No one had ever told me that. I knew it was true, but no one had ever said those words to me. Still, I knew what I’d said to Dustin to send him racing back to Sienna in a panic. He was worried I was going to tell her what he was doing. He wanted to stop me. I’d never imagined he would get behind the wheel.

“I loved him. I miss him every damn day,” I said, gripping the edge of the countertop. I never talked about Dustin like this. It hurt too much.

“I loved him too. He was my best friend. He gave me the greatest gift on earth before he left me. I have Micah.”

I wanted her memories of Dustin to remain intact. I owed my brother that much. Because I wasn’t staying away from her anymore. She was right—Dustin had made his own decisions, and he hadn’t cherished what he had. I would. I’d been cherishing her from afar for so damn long.

“Stay. Eat some cake with me,” I said, not wanting her to leave. “Where’s Micah?”

“Your parents’,” she replied.

“Can you stay the night?”

Her eyes went wide, and she took a deep breath. Then she nodded. “Yes.”

I shoved away from the counter. “Sienna.”

“Yes,” she replied a little breathlessly as I closed the space between us.

“Can we eat the cake later? Much later? Like for breakfast?”

She nodded again just before my mouth captured hers.

SIENNA

He was everywhere all at once. My head was spinning, and if he hadn’t backed me up against the wall, I would have crumpled to the ground. It was overwhelming and thrilling.

Dewayne sucked on my bottom lip before trailing kisses across my jaw, then settled in to torture the spot behind my ear. “Wanted to do this for so long,” he whispered against my skin. “This one spot. All over. Fuck, Sienna, I don’t know if I can go slow.

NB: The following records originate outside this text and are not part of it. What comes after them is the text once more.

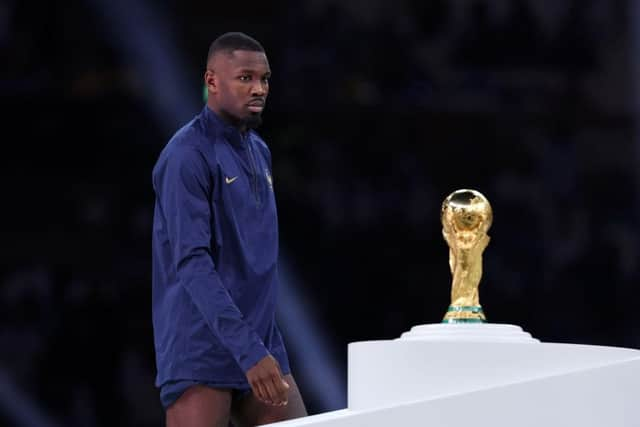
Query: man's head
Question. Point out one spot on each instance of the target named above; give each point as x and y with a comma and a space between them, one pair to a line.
237, 79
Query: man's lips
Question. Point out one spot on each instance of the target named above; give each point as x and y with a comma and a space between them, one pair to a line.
256, 106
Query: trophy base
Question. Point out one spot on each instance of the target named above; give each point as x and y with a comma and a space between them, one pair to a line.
464, 314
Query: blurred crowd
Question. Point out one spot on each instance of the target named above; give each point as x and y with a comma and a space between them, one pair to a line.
378, 111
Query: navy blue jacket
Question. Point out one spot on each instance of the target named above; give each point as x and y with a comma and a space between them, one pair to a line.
215, 250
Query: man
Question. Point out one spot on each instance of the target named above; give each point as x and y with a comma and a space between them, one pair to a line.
219, 352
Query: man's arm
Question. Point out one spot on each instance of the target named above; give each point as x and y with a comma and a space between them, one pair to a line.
182, 186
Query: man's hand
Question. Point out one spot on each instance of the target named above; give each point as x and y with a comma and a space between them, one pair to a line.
267, 382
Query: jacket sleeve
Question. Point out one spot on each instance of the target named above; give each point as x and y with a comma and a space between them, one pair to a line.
183, 188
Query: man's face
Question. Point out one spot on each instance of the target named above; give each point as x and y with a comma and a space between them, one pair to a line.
238, 84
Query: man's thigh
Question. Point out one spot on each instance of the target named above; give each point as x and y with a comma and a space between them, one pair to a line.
249, 411
200, 406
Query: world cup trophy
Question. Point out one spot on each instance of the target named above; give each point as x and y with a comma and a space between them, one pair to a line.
466, 217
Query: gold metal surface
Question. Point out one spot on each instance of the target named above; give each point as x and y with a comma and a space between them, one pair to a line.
466, 217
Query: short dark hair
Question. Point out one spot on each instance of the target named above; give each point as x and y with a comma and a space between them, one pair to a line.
228, 42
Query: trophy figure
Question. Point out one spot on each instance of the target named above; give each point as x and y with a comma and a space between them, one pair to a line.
466, 217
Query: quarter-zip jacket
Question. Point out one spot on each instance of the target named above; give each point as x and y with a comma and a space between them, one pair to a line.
215, 250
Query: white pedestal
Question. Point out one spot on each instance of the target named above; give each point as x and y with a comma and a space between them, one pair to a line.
486, 374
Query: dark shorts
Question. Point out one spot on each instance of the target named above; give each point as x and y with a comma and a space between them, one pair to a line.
171, 391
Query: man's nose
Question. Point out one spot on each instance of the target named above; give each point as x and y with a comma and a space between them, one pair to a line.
259, 88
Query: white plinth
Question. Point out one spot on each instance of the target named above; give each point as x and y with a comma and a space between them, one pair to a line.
485, 374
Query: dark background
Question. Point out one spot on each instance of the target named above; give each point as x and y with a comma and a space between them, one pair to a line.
378, 110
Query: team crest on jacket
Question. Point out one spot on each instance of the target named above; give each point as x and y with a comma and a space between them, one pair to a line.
269, 179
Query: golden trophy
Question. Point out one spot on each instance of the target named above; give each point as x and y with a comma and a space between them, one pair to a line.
466, 216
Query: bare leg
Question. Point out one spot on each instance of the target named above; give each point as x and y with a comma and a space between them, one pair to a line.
200, 406
249, 411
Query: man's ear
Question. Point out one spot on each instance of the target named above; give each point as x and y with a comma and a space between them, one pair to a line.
211, 81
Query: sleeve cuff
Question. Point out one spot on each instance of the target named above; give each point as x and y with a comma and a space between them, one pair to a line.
255, 353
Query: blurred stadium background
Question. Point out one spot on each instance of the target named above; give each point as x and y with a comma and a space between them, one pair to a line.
378, 110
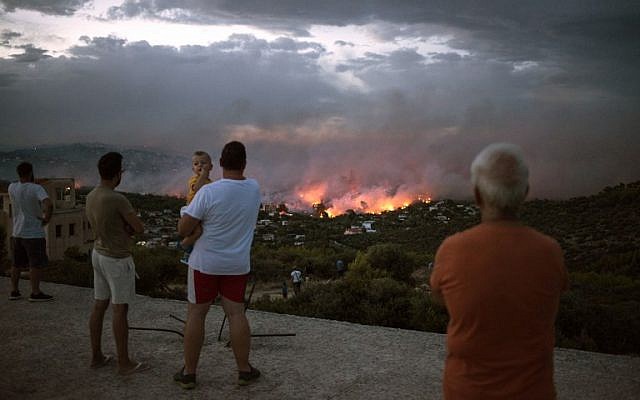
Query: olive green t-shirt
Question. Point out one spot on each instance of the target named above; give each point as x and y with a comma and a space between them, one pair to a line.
105, 210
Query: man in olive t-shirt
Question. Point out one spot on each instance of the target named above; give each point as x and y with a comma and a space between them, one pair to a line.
113, 221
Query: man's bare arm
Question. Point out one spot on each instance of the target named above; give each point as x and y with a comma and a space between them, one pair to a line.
47, 210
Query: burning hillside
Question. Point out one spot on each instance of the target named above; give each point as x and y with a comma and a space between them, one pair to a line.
368, 200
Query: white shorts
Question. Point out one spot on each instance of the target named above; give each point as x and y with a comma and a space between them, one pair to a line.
113, 278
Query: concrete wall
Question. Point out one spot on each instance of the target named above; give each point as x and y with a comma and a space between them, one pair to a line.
68, 226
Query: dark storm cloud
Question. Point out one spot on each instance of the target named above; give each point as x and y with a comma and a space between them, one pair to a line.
31, 54
53, 7
6, 36
558, 78
112, 87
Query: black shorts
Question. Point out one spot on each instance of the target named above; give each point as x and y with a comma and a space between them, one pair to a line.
29, 253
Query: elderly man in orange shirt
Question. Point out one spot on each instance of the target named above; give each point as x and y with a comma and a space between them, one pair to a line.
501, 283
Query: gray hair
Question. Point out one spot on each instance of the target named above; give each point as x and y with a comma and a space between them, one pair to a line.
501, 175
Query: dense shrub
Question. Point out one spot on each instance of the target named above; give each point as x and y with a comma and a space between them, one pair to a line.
376, 301
385, 260
70, 272
160, 272
4, 256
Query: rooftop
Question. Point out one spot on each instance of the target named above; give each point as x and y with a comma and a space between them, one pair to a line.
45, 355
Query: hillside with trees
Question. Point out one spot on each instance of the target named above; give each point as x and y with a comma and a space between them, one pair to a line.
388, 267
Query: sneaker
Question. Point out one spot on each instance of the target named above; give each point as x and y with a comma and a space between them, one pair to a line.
245, 378
40, 297
186, 381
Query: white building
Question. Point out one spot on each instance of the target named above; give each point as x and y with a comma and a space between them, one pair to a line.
68, 226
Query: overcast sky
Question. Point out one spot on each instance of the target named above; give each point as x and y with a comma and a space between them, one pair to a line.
347, 97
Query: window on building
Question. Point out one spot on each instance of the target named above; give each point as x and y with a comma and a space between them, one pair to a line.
63, 194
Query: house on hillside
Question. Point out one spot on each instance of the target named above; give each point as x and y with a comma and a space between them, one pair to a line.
68, 226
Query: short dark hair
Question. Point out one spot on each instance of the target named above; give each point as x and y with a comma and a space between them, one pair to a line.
110, 165
234, 156
24, 169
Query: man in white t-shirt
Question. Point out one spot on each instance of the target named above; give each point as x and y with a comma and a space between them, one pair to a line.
227, 210
31, 209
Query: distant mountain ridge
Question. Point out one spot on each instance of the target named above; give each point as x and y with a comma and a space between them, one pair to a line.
147, 171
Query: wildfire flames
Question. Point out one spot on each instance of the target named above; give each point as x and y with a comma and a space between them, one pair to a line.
372, 200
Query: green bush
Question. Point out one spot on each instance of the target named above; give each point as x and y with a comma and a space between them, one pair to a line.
160, 272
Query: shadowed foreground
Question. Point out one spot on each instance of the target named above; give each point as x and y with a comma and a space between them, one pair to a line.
45, 355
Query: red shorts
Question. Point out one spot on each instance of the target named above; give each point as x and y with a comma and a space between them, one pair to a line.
204, 288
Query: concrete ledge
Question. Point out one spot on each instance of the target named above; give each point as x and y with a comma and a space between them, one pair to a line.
45, 355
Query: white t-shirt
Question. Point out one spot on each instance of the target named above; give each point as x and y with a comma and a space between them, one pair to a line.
26, 199
228, 209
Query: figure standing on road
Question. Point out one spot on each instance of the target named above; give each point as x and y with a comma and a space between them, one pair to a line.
113, 221
219, 264
31, 211
501, 283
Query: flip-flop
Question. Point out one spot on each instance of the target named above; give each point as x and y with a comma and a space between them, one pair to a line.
104, 362
138, 368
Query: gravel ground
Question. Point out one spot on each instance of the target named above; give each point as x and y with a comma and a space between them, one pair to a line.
45, 355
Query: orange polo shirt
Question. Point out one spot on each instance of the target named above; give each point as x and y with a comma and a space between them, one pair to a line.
501, 283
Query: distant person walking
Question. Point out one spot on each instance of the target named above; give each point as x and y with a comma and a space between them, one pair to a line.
501, 283
31, 210
296, 280
201, 166
113, 221
227, 209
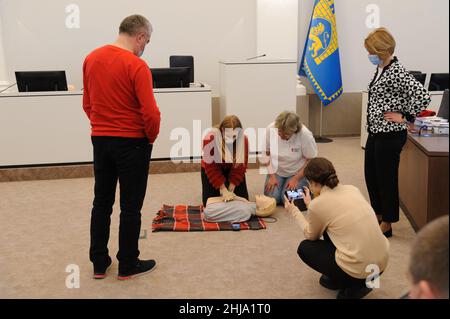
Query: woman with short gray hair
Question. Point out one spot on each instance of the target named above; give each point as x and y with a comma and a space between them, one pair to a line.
287, 152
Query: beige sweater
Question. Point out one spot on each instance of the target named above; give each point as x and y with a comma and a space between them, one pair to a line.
352, 225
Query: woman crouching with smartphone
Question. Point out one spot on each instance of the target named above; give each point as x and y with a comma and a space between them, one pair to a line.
353, 244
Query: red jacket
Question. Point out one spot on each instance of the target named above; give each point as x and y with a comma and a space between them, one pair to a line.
214, 171
118, 94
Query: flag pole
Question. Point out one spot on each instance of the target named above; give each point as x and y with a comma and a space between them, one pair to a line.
320, 138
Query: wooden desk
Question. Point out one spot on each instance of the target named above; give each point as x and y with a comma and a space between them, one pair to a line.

I want to so much, but right now I just wanna be inside you.”

I wanted Dewayne any way I could have him. Knowing that he wanted more with me than one night and that he wanted this made me willing to grant his every wish. “We have all night,” I told him.

Then I was off the ground, and I wrapped my legs around his waist as he walked me through a door off to the side of the kitchen and straight to a king-size bed in the middle of the room. “Naked and on my bed. Fucking want that. Now,” he said, jerking his shirt off and tossing it away. He reached for my shirt, and I raised my hands willingly and let him pull it off me. His eyes looked like they had caught fire when he took in the sight of me in my bra.

“Take it off. I want to watch,” he said, not looking away from my chest.

I unhooked the back clasp and let my bra fall forward. Then I pulled it off my arms and moved it aside. I didn’t care where it ended up. I just cared about the look of hunger on Dewayne’s face, and knowing it was me he was looking at like that.